Is it appropriate
Yes it is. Science is about exchange of information. Unless the other researchers are on a rival group that hate you, I see no reason for you not to ask them. Put yourself in their shoes, and you will see it is actually in their own interest to help you. Two things that might go through their head:
- Someone is asking me about my research! I will help them so they can cite me, my h-index will go up and I will be promoted sooner!
- Someone is asking me about my research! I will help them so they will invite me to their next symposium/colloquium/workshop to speak
about the subject!
By asking them a question, you are not making the impression that you do not know. Assuming they help you, you should know afterwards. You are learning, and people also learn by explaining themselves. Maybe your question will make them think of something they didn't before? This starts a discussion and opens up new opportunities. Who knows? You might even collaborate in the future.
This discussion is also beneficial if you meet them later on, let's say in a conference. Instead of saying "hi, I'm convexityftw" followed by an awkward silence, you can start with "hi, I'm convexityftw and we talked before on the subject of...I did this...got that...". You're getting your name known, and this is just one form of networking.

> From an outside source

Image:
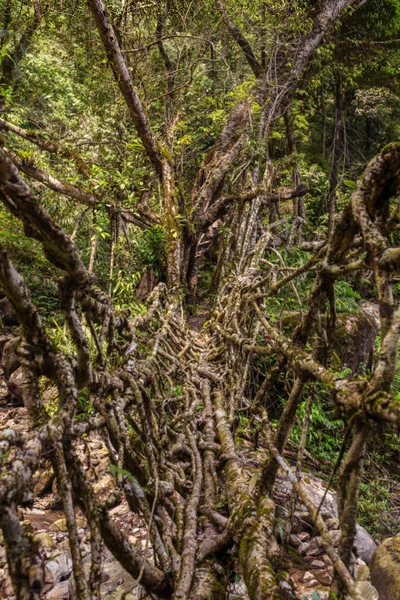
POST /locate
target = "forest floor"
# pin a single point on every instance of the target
(309, 567)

If so, should I mention my advisor at all?
No, in my opinion. Being a PhD student means you're being trained as an independent researcher. It's a matter between you, researcher A, and the author(s), researcher B. Your advisor should not babysit you or give you the answers. It's your job.

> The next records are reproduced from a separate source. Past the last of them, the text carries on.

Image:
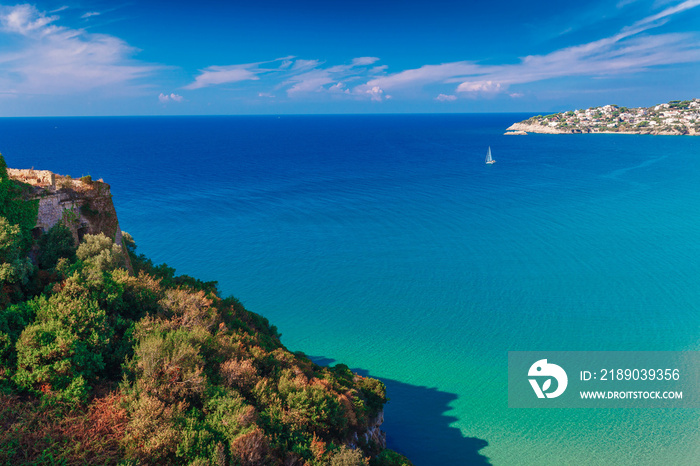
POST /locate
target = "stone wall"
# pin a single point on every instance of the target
(33, 177)
(84, 206)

asking such a stupid question
- There are no stupid questions.
- I don't know in how many seminars and conferences you've been, but I've heard so many "stupid questions" from senior professors, so I don't worry about it anymore. I'm in good company and we're all asking stupid questions.
I will finish with some anecdotes from my own experience (a last-year PhD student in the earth sciences):
I send these kind of emails all the time. My advisor doesn't even know or care that I do. I never got a negative reply in the form of "I'm busy I don't want to answer you" or similar. I was ignored only three times. I don't even remember how many positive responses I got - several dozens? Some were more useful than others, but positive nonetheless. I met some of these "important" people at later conferences, and we had good and productive discussions. Now they know me as "the guy who knows X and is good with Y". Only good can come out of this.